I'm not sure LuKreme actually answered your question ... his example
showed definitions of $NL and $WS for newline and whitespace but
didn't show any uses of them.
To define the pattern as a variable, you just use assignment syntax:
Delivered_TO = '(^TO_|Delivered-To:(.*[^-a-zA-Z0-9_.])?)'
(I've taken the liberty of fixing your pattern so that the scan of
Delivered-To: will behave like the rest of the headers examined by
^TO_)
Unlike the shell, procmail doesn't care about spaces around the "=",
use them or omit them as you please.
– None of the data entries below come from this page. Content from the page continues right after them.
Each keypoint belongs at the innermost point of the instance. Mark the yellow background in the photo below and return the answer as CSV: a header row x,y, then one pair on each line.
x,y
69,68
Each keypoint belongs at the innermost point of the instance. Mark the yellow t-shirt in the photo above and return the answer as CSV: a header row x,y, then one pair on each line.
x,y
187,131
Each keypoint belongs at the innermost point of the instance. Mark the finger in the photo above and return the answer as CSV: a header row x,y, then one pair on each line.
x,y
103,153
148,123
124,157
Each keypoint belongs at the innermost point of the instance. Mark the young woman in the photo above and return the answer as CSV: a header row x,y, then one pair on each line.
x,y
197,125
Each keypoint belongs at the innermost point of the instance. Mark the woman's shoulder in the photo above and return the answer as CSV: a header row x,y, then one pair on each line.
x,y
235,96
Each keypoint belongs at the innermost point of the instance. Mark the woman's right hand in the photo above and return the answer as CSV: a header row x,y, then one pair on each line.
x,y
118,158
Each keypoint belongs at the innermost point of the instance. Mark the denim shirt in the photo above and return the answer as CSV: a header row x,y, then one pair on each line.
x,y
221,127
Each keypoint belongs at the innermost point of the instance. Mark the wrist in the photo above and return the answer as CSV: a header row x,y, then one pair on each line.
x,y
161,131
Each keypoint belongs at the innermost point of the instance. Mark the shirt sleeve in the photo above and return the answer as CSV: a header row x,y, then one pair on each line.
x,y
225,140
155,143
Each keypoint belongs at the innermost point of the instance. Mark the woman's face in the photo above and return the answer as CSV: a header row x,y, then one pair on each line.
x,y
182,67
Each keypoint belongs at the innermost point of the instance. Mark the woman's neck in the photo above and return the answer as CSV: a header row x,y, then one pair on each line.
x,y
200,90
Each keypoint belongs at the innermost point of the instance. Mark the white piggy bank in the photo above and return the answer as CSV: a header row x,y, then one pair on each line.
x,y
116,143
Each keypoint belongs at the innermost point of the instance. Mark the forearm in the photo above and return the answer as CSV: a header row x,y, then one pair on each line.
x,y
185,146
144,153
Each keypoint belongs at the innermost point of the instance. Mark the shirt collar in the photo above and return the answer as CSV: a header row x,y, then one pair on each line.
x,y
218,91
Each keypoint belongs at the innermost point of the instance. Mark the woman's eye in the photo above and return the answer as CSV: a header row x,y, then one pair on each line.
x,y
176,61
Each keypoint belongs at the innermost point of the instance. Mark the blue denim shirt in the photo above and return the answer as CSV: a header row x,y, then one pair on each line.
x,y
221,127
Capitalization in the variable
name doesn't matter either, some people prefer all-caps to
differentiate variables from other strings in the pattern more
plainly.
To use it in a recipe, you probably need to use braces around the variable name:
:0
* ${Delivered_TO}geoff\.procmail2401
procmail-stuff
You could instead put parens around the pattern that follows:
:0
* $Delivered_TO(geoff\.procmail2401)
procmail-stuff
Either one will separate the "TO" from the "geoff", otherwise procmail
would try to look up "Delivered_TOgeoff" as the variable name and find
nothing.
As a last note, because $name is expanded as a variable reference, you
may sometimes have to use ($)name if you want to match a two-line
string that has "name" at the start of the second line.